Ignoring the issue of the absolute amount of heat, here's some other background that might help clear up a few things...
For a resistor, we're always talking about the wattage converted into heat. That heat goes somewhere. It starts in the conductor (wire), but as you continue to apply electrical current and generate more heat, the heat conducts or radiates out of the wire. If the heat is generated faster than the conductor can dissipate it, it builds up in the conductor causing its temperature to increase. If this condition continues, at some point the temperature will become high enough to melt or sublimate the conductor (or part of it) and open the circuit.
Leaving aside certain issues such as choice of materials and wetting/wicking properties... The rate of heat transfer is dependent on the difference in temperature, and the area through which the heat flows, and it's inversely related to the length of material through which the heat has to flow (in this case, the thickness of the wire). A larger temperature difference causes heat to flow faster. A larger surface or contact area causes heat to flow faster. A thicker wire causes heat to flow more slowly.
If the goal is to transfer as much heat as possible as quickly as possible (i.e. to produce the most vapor in a given period of time), the most efficient conductor will heat quickly, maximize the surface area, and minimize the wire thickness. This means using the longest, thinnest wire possible, while still accounting for the actual values for the materials (i.e. liquid and nichrome). All of these optimization (hot, thin, & long) also increase electrical resistance (or for heat, depend on increased resistance). Higher resistance requires a larger voltage to convert the same amount of energy to heat.
So it seems to me that if you want to design an atty to produce maximum vapor in an efficient manner, you end up with a high resistance device, and that requires the use of higher voltages to generate a given quantity of heat.

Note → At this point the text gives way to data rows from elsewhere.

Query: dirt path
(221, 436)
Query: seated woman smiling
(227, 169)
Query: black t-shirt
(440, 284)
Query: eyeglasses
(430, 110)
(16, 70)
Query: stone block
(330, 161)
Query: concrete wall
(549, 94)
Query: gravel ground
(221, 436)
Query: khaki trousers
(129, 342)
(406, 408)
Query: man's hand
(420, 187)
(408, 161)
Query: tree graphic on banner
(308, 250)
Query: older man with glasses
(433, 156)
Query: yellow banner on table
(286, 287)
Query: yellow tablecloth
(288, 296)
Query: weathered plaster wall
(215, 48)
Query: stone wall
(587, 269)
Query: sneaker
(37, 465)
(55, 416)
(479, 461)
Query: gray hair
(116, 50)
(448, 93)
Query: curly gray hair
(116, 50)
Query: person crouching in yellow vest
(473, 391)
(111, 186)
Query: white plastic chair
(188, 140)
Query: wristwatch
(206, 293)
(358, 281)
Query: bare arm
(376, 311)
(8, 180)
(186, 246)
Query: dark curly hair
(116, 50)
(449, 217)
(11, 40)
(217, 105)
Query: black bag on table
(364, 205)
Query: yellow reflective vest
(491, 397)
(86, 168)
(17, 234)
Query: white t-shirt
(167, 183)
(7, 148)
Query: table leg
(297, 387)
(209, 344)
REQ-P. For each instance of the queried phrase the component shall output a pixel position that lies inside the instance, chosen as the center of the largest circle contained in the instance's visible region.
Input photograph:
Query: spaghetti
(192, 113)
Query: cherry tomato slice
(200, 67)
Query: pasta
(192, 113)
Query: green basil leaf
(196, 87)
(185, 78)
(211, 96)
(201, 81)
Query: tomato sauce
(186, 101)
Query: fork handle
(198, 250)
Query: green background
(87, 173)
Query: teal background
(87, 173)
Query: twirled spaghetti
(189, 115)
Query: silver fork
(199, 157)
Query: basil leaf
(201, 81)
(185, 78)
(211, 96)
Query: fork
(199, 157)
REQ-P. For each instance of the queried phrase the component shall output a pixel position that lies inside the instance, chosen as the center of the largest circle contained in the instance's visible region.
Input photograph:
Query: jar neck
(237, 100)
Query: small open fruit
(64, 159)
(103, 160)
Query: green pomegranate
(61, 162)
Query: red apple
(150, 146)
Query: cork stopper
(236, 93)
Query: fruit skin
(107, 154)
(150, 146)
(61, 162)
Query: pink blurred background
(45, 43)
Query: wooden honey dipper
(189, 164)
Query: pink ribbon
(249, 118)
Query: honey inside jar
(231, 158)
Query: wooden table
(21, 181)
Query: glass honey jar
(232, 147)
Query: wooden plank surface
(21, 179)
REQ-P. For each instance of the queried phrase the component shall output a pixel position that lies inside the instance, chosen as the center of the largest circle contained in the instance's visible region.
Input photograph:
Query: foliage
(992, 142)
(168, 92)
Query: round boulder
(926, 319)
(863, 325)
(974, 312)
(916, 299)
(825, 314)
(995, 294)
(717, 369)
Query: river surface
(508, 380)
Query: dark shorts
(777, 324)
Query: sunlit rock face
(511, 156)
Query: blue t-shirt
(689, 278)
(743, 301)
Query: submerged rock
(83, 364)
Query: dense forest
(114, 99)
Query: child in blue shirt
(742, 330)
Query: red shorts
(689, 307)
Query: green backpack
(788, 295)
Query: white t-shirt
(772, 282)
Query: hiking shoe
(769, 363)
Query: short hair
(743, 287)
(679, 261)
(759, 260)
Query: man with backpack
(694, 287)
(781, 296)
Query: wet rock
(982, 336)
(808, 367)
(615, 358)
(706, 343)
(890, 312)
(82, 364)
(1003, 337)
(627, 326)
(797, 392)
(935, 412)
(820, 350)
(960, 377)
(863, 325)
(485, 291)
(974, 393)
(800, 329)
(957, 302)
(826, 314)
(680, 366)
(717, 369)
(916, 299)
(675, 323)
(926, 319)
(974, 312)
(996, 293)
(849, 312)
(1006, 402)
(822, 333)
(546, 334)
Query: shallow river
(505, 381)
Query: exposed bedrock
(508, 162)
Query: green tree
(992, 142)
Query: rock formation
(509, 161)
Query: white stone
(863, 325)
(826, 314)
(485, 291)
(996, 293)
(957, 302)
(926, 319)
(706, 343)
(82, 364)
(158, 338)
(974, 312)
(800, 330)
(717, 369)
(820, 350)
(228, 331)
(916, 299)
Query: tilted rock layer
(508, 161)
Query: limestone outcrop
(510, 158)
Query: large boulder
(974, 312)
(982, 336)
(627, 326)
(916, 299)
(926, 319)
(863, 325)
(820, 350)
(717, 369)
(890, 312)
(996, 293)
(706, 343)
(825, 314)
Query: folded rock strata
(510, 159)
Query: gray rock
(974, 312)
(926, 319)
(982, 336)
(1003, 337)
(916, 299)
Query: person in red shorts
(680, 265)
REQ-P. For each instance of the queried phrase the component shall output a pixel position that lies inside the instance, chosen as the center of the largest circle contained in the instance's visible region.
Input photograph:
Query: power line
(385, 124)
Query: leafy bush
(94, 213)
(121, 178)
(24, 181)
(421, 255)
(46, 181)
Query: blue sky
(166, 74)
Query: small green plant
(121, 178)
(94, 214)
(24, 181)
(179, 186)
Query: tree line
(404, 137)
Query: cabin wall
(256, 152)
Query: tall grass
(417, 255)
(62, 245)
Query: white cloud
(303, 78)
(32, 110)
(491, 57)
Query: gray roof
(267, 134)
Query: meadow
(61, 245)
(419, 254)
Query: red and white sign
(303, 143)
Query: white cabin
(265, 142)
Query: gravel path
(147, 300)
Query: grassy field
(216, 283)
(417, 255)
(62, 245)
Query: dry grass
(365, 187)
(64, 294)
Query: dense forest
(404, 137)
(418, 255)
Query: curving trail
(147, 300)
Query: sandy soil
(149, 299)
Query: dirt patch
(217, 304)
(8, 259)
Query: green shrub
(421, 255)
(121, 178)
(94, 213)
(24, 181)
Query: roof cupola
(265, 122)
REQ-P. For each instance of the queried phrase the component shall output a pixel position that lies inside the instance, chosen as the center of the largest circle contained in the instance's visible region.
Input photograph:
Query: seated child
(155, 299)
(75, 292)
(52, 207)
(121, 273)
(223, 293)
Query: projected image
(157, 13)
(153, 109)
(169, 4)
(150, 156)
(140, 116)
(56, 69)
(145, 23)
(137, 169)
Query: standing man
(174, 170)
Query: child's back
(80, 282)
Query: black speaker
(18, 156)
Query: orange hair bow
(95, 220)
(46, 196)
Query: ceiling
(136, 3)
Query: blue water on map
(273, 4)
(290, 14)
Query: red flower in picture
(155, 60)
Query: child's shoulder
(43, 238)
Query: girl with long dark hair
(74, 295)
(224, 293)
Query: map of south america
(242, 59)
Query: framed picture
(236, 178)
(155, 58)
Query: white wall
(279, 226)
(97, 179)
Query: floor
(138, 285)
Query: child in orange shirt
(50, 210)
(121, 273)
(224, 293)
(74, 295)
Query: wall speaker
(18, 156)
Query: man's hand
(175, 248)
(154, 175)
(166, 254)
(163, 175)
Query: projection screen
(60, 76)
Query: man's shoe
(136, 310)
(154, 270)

There's a lot of other factors, such as whether heat flows faster through the conductor or across the conductor-liquid boundary, how long you apply the electrical current, the wicking system that replaces evaporated coolant; and other heat losses such as through the physical wire mount, heating of the liquid without achieving evaporation, and radiation through the liquid or directly to air. I dare to guess that we don't want to heat the liquid unless we're actually evaporating it, which argues for very fast heat transfer, which happens at very high temperatures. As anyone that solders knows, too low a temperature applied for too long a time is what burns things unintentionally. Conversely, evaporating the liquid too quickly will cause a space to appear between the liquid and conductor, potentially burning the atty. Undesirable chemical processes might also occur at high temperatures--I really don't know what exactly happens when you "cook" the liquid either at low or high temperatures. Obviously, these things have to be factored into the design of an atty, or we'd all just use very high voltages and the longest conductor possible. In the end, it's all about making tradeoffs.